Over the course of the past few years we've all seen a ton of Americana-influenced pop punk groups come and go. I'm not really sure what happened to cause this musical phenomenon; could it just be the right time in a lot of punk rocker's lives to present a newer version of this classic angle, or is it simply an example of exponential trend growth? Regardless, some of these bands have done it better than others, while others ended up "hanging up their leather jackets and cowboy hats" before too many people ever even had the chance to experience them.  The Downtown Struts go down that dusty path, but from the looks of things, their lengthy journey has just begun.  The two tracks on this single (which support their full length, Victoria!) do exactly what a single should do: they make me want to hear the album.  The songs are raw but the musicianship is tight, the vocals have a melodic blue collar scruff to them, but I'm not the slightest annoyed. It's about time I heard a band and didn't say "Oh God, here we go again." but instead thought "Oh man, where is this going to take me?". 

Friday, May 4, 2012

The Sidekicks
Awkward Breeds

I've been introduced to The Sidekicks at just about the worst possible time, how can I be expected to maintain my introspective melancholia with this posi post-rock bulls eye of a record staring me in the face? The unassuming back cover painting these unimaginatively named fellows as three skaters-turned-hippies and the "came with the frame" guy from The Burbs did not prepare me for the bright, hooky, late 90's wail contained within. "DMT" is a pitch-imperfect opener, an instantly hummable dervish with just enough whirl readymade for summer mixtapes.

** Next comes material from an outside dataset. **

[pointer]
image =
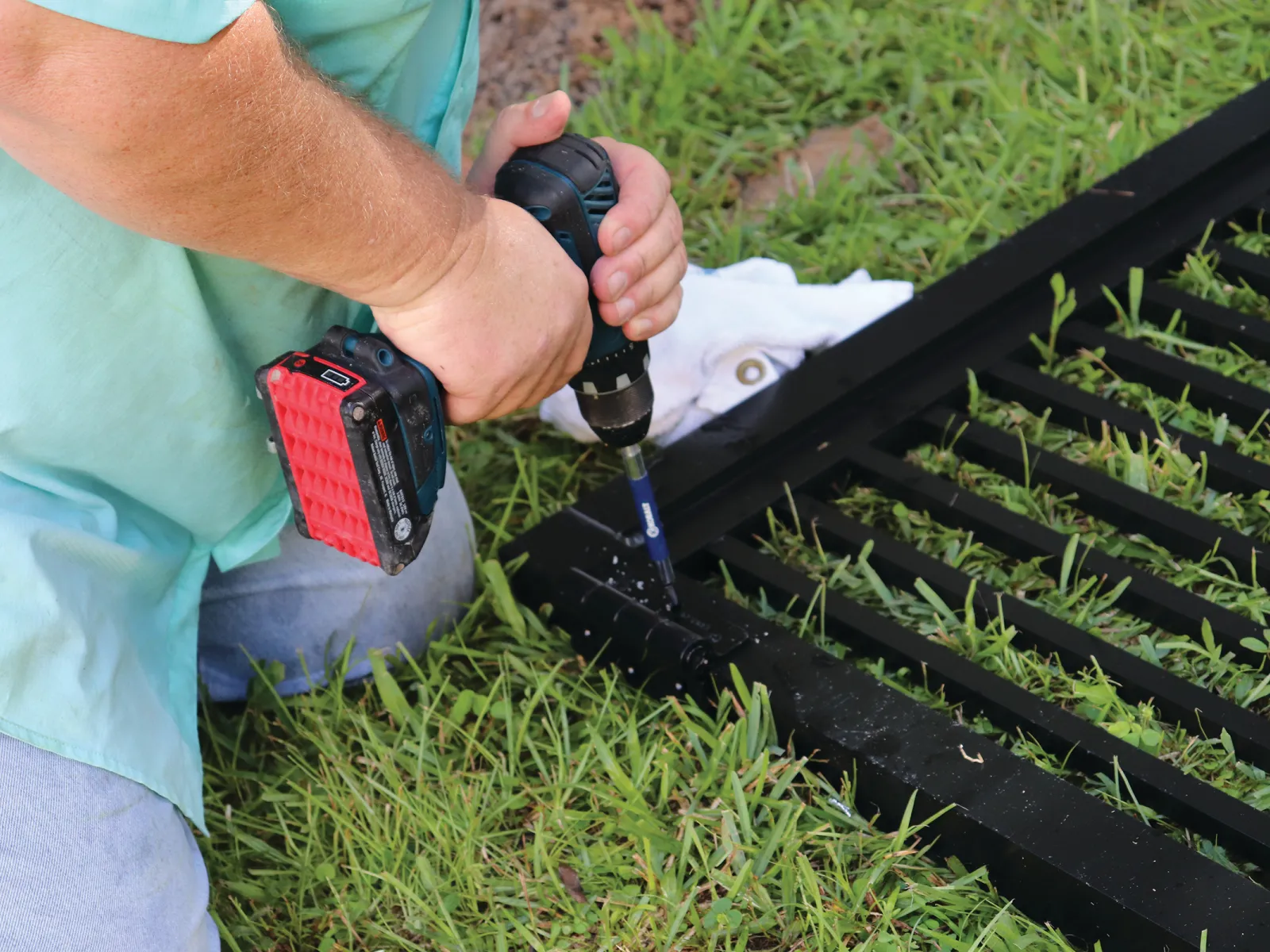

It also serves as your initiation to The Sidekicks' earnestly ear-splitting vocal style, shipwrecked somewhere between harmony and cacophony, it's this heartwarming howl that'll keep you coming back. "The Whale and Jonah" kicks off side B like a sucker punch and is conclusive evidence that these guys wore out their Pinkerton cassettes and had to call out The Wall on its Lifetime Guarantee policy. Yes, that wildly popular worst-best Weezer album is everywhere on this record, but because of the sheer energy hitting you in the face, I'm also reminded of Superchunk or a slightly more gruff Ted Leo as well as 90's mainstays like Sensefield, The Get Up Kids, and the all-but-forgotten-yet-brilliant For Squirrels. It may be a diverse sampling, but The Sidekicks seem to have an uncanny ability to weave together genres while creating their sound. The track I revisit the most is the inconspicuously radio-friendly "Baby,Baby", a straightforward yet bizarre rock amalgam both drowning in, and escaping all modern influences. "1940's Jet Fighter" and "Incandescent Days" are also strong, though lyrically they don't differ much from the rest of the record, stories of girls who were good, bad, or (as in most cases) indifferent. "Looker" and "Peacock" are not particularly strong, but the use of an absolutely Piebaldian falsetto eventually endeared them to me, and closer "Daisy", is both predictable and appropriate. Though personally I may have strayed a bit from this type of youthful caterwauling, records like Awkward Breeds make me regret that choice and remind me that this is essentially the soundtrack of the best days you'll have. If you've got a heart that's perpetually on the mend, a beer in both hands, and you're not too cool to sing along -- you're sure to love this record as much as I do.

Tuesday, May 1, 2012

Nude Beach
Nude Beach II
Nude Beach Records [2012]

Nude Beach. (I had to say it one more time). Brooklyn garage revival meets poorly produced power pop…if there was ever such a thing.  It's an applaudable formula when you can throw catchy, rugged middle class vocals over paisley twinkling riffs and a filthy, aggressive rhythm section. The tracks on Nude Beach II borrow from sounds as distant as 60's San Francisco hair farm rock, 80's and early 90's obnoxious melodic garage and snotty British new wave, and the growing, popular sounds of grungy, regional indie. Every other song on this record sounds like that one ignored track on a popular classic rock LP that I love more than any of my friends can openly admit enjoying. Decent stuff.